Obremski v. Henderson

DeBRULER, Justice,

dissenting.

IND.CODE 34-4-380-1 permits recovery of treble damages and attorney fees for pecuniary loss occuring as a result of the offenses against property contained in IND.CODE 35-43. Included therein is IND.CODE 35-43-1-2(a)(1), criminal mischief, a class B misdemeanor, which creates an offense when "(a) person recklessly, knowingly, or intentionally damages property of another person without his consent ..." To paraphrase the essential question posed by this case as stated in the majority opinion: is a prima facie case of criminal mischief made out by proof that a collision and property damage was caused by the deficient driving of an intoxicated driver? Judge Leist answered this question in the negative, and I have reached the same result after study of these several related statutes.

The conclusion which I have reached, namely that the criminal mischief statute was not meant to secure life and property from loss occasioned by the deficient driving of intoxicated drivers is not the. product of any single decisive factor, but instead is based upon the sum of a cluster of contributing factors. Among those factors are the following ones.

1. The element of criminal mischief, namely "without..consent'" has no rational relationship to common circumstances in which two drivers find themselves when upon a public highway.
2. The legislature has chosen to refine the culpability and conduct bases for the criminal liability of intoxicated drivers and reckless drivers in IND.CODE 9-11 and 35-42.
3. The penalty for simply driving while intoxicated provided for in IND.CODE *9129-11 is greater than the penalty provided for in the criminal mischief statute.
4. The state of mind element for the offense of criminal mischief is a greater and more difficult burden upon the prosecution than the one required in order to convict for the more serious offense driving while intoxicated.
5. One target of the treble damage and attorney fee statute is to create and stimulate a realistic system through which the victims of offenses against property can recover their losses. Such losses were not recoverable because they were not covered by insurance or were too small to support a lawsuit. Losses occasioned by the intoxicated driver are not within this target as there is a successful system in place mandated by law for recovery of such losses.
6. Mischievous injury to property is a minor crime which has been around for a very long time and is commonly applied in situations involving a breach of the peace as where rocks are thrown through windows, mail boxes knocked over, gravestones are overturned, and the like.
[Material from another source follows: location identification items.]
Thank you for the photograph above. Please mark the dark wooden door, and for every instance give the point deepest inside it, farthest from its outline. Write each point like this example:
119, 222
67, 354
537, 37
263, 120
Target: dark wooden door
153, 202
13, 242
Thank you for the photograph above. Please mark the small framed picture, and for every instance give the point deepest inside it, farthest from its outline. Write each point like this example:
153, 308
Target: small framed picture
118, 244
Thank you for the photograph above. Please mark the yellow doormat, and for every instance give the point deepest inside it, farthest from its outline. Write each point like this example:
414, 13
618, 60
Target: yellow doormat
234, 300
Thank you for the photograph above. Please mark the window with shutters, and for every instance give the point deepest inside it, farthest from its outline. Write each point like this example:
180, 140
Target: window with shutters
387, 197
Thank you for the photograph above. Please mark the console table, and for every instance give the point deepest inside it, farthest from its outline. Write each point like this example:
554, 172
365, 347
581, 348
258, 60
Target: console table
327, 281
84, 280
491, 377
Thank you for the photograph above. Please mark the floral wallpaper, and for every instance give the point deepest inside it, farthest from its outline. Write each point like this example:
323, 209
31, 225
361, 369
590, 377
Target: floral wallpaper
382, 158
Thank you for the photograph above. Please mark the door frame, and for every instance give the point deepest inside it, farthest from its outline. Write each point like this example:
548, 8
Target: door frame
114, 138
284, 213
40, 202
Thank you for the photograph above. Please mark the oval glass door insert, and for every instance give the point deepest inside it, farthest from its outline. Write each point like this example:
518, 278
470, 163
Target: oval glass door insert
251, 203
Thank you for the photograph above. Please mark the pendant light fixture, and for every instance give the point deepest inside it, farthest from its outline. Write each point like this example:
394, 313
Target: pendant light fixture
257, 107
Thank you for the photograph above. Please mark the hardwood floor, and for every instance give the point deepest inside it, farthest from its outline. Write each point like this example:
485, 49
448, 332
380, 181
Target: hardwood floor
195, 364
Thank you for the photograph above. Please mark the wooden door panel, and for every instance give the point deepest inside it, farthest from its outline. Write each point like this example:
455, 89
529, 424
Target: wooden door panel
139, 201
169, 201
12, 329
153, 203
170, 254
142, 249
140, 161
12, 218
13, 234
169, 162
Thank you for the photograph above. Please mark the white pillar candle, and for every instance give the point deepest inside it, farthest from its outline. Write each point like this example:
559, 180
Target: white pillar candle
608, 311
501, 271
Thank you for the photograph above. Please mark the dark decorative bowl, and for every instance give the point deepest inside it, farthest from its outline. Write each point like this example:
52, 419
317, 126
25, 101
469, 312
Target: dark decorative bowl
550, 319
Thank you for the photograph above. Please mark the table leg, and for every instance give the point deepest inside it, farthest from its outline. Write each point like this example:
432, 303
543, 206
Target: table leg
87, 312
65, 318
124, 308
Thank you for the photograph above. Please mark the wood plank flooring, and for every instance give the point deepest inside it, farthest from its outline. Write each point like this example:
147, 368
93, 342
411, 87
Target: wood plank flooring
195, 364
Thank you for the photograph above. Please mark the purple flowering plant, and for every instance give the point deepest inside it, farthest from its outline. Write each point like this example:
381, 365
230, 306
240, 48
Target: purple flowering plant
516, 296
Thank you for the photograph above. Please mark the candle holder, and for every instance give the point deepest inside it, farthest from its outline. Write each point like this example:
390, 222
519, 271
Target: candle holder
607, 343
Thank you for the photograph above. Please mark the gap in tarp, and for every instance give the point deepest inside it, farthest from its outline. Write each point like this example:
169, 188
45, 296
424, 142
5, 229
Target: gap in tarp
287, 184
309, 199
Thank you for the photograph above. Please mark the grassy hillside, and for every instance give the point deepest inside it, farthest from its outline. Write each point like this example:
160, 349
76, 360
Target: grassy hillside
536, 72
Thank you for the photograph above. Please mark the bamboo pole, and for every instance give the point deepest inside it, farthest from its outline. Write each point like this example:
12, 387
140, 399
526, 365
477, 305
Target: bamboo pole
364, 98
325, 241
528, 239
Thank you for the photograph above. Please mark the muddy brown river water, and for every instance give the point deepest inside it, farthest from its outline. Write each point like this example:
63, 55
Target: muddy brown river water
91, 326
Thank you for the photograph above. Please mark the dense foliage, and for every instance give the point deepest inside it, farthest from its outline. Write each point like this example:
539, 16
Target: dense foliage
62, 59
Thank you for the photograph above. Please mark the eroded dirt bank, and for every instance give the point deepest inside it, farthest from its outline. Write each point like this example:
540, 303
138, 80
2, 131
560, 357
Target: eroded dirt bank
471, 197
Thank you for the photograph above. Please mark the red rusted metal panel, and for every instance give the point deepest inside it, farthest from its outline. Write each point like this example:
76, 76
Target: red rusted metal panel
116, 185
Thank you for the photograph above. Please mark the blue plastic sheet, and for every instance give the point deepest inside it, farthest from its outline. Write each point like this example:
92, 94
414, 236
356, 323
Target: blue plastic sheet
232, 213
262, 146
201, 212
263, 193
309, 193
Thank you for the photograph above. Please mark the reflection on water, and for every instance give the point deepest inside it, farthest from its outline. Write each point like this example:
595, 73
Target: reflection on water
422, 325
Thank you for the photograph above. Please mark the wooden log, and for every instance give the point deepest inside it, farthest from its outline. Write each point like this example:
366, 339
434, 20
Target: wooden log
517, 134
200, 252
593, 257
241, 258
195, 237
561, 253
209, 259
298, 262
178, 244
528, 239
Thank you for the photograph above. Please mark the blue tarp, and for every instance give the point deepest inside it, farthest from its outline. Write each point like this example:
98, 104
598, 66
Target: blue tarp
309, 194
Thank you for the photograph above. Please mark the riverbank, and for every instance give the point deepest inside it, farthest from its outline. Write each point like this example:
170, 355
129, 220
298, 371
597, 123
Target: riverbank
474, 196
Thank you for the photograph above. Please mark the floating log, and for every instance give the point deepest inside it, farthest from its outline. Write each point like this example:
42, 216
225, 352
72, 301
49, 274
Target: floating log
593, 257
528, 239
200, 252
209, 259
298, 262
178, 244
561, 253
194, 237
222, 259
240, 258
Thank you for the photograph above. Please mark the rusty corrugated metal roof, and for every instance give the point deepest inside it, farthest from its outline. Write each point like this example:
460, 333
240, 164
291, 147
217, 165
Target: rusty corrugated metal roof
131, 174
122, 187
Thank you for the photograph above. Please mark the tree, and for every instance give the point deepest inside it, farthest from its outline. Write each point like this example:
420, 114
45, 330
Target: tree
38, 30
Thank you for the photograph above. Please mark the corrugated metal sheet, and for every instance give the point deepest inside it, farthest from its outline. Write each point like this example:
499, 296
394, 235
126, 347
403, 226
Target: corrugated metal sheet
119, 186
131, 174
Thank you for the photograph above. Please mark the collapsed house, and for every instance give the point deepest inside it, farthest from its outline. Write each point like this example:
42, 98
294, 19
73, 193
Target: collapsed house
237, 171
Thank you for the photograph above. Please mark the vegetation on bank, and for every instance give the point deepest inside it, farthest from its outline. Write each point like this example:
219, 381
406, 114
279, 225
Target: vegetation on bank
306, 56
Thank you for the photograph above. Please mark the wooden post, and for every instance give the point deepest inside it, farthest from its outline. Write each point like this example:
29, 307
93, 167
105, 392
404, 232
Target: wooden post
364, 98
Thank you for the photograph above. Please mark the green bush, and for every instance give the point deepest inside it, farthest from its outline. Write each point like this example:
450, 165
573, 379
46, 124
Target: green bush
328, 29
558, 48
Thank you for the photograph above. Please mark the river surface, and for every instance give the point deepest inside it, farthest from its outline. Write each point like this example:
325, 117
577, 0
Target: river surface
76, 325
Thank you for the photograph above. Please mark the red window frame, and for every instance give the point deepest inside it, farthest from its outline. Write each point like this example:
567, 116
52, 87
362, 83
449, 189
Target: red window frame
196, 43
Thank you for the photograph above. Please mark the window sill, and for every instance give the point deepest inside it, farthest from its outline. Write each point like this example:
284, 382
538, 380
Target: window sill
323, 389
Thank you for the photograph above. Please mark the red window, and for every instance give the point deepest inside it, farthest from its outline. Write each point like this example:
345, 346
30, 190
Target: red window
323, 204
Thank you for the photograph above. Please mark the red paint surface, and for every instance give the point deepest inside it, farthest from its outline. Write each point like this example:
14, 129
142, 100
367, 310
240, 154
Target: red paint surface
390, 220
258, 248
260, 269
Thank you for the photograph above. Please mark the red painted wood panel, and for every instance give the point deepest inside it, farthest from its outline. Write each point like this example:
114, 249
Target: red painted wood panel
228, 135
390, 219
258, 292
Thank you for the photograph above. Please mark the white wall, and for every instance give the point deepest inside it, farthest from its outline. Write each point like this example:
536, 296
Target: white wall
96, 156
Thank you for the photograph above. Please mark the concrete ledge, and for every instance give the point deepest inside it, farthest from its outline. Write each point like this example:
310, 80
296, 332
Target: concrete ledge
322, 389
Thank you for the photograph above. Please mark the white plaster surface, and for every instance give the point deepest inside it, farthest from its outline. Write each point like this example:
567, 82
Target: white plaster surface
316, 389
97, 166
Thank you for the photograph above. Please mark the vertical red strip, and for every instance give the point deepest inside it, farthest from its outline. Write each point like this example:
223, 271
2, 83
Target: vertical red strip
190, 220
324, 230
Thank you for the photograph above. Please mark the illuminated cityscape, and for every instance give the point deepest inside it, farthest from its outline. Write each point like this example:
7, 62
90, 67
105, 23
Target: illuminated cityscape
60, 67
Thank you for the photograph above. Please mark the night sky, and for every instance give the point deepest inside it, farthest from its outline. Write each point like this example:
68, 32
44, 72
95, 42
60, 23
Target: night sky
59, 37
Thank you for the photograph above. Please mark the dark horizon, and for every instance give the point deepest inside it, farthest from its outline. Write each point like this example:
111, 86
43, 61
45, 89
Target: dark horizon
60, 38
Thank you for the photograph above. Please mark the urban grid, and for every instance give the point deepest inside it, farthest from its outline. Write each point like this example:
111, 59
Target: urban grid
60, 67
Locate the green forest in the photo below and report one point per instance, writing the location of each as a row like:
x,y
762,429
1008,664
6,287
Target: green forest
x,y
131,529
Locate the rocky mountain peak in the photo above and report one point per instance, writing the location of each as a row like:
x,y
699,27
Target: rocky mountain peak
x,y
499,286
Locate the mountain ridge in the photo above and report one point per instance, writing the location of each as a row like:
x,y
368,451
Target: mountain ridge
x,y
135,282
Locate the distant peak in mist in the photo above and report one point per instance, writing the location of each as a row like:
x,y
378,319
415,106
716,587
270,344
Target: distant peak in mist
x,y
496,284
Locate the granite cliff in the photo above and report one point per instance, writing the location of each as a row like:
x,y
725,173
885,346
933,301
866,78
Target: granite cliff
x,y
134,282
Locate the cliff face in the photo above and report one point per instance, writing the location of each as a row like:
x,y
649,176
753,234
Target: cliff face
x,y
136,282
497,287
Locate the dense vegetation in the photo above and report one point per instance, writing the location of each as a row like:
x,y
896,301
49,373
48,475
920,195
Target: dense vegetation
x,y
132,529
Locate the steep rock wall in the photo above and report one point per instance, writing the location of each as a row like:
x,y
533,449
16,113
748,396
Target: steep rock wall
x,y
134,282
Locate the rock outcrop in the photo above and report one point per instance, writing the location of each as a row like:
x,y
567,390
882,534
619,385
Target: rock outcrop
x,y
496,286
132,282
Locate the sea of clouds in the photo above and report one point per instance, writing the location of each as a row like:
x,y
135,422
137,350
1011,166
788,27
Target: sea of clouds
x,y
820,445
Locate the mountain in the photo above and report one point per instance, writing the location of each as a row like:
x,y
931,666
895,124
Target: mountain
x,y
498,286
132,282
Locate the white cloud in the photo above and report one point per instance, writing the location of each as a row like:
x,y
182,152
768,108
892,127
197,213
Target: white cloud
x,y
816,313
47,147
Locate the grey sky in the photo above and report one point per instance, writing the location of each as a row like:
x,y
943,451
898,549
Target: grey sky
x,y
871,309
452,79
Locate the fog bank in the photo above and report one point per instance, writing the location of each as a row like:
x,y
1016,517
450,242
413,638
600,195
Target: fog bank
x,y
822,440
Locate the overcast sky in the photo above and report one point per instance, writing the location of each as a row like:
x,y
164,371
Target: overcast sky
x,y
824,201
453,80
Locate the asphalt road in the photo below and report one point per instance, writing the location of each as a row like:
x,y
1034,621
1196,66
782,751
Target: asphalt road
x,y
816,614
Drunken driving, while a serious offense warranting a severe sanction, does not ordinarily partake of this quality.

The conclusions that appear clearly correct to me here are that the person who drives a car while impaired by alcohol and drives in a deficient manner which causes damage to property or worse, is guilty of several crimes, but one of them is not criminal mischief and consequently the owner of such property has no right to recover treble damages and attorney fees pursuant to the statute. In my view, if the legislature desires to have the result sanctioned in the majority opinion, it should do so in a clear and direct manner.